Have you ever enjoyed a certain type of music with the specific intention of passively listening? Need something to hum along while you focus on your daily monotonies and responsibilities? Dead Sullivan’s Sever is just the song for you.
Are there cute, imagery-laden lyrics hiding under a blanket of soft guitars in this song? Yes, but what’s more readily in the foreground are crinkling percussive bits and page turning samples that provide the illusion that the song is blossoming in the background of its own official recording. If that’s not a unique approach, I don’t know what is. Sever is aptly named as it seems to be gently removed from the listener enough to alter their mood and help them find a drowsy contentment without having to engage much in actually listening. This passive pop leaves so much to be discovered upon placing a headphone in one ear and another in the ear of a good friend to explore together.
Dead Sullivan proves inventive and evocative on this track. It has its own listening scene built into itself and seems perfect for so many specific moments of the day that there’s little excuse not to have it on a readily available playlist.
Pop-rock with a social conscience…now there’s a thing. Whilst pop music is normally fixated on short lived, chart friendly, statistic driven song and rock music is doing its best to look self-important and a bit hard, along comes a band able to drive down the middle of that highway neatly swerving the clichés that little either side of the tarmac. Sonically Sleeping Babys pull of the neat trick of being able to meld the sweetness of pop with the muscle of rock to make music which has appeal to both camps but in the case of Resistor it is what they have to say which is the real break through.
The message is more poignant than ever in the modern and overly connected world. Every word and deed was consequence, from the face-to-face and obvious to the anonymous and distant but that those actions not only matter they also define who you become as a person. So who do you want to be? It’s your call!
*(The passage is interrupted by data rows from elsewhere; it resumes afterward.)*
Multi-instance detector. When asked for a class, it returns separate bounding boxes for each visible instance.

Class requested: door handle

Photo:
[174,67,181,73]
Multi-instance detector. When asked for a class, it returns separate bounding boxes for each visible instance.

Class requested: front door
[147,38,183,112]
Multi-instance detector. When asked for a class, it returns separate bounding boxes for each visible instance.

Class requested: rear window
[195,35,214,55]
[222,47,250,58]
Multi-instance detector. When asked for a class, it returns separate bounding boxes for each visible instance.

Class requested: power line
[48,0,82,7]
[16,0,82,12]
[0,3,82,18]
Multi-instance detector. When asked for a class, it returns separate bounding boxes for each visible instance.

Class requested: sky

There is a dark and unsettling heart beating at the centre of Slightlykilld contrasting with the slick and sweet indie-rock that it comes wrapped in. The result is that beguiling blend of light and shade, allure and menace, the sonic equivalent of that moment when finally get up the courage to talk to the gothic beauty you have been pursuing all night and knowing that it will end with you used, lost and heartbroken. And knowing too that it will be worth it.
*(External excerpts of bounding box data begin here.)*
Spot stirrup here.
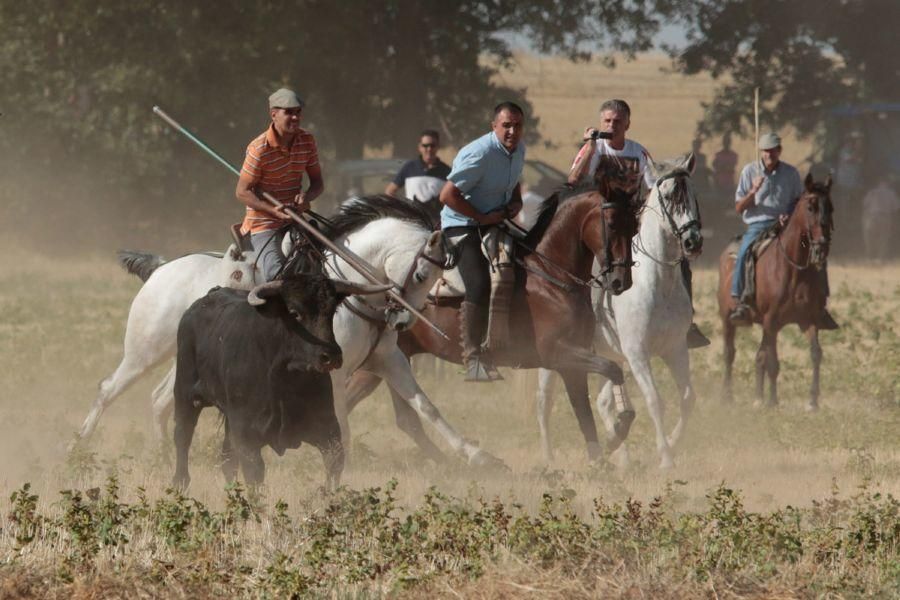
[465,356,494,383]
[728,303,753,325]
[687,323,712,350]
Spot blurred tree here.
[0,0,659,180]
[660,0,900,135]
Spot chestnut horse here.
[335,184,640,460]
[718,174,834,410]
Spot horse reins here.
[634,169,703,267]
[775,193,828,271]
[326,234,459,365]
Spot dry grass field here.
[0,57,900,598]
[0,251,900,597]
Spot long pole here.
[753,86,765,175]
[153,106,450,340]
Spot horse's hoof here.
[469,450,511,472]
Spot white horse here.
[78,197,500,465]
[537,154,703,468]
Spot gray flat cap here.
[759,133,781,150]
[269,88,305,108]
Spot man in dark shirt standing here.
[384,129,450,202]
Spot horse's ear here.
[684,152,697,175]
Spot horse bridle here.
[775,192,831,271]
[636,169,703,266]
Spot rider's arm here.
[734,171,765,215]
[506,183,522,219]
[234,173,288,219]
[439,181,506,225]
[384,162,409,196]
[303,164,325,202]
[568,140,597,185]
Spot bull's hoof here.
[469,450,511,473]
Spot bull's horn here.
[247,279,284,306]
[331,279,394,296]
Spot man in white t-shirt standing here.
[569,100,710,348]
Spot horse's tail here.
[116,250,166,281]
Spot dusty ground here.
[0,252,900,509]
It’s the same blend of surface glamour and hidden danger that coils through The Yeah Yeah Yeahs and Garbage and so it is no surprise to find that they have already opened for the latter to a sold out Moscow arena. It is also proof that seduction is better than savagery, for at least with seduction you go to it willingly.
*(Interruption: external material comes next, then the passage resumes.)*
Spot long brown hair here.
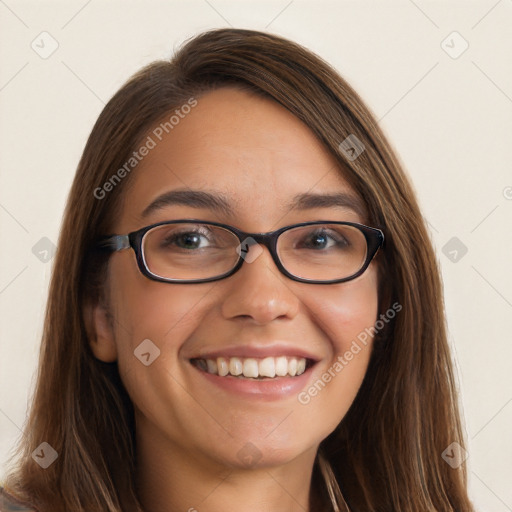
[7,29,473,512]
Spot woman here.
[4,29,473,512]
Chris Garcia may just have stumbled on the perfect template for modern pop, a way of using all its immediacy and infectiousness but retaining the integrity of the indie artist and the subtlety of the folk troubadour. Many have tried but he seems to have hit on a winning formula with The Fantasy.
Just enough coffee house folk seeps through, plenty of the modern singer-songwriter styling, enough indie vibe to keep it on a modern path and more than a touch of the pop jaunt normally associated with the likes of Jack Johnson. That is quite a lot to juggle and Chris Garcia does it elegantly and eloquently and for that he has my upmost thanks.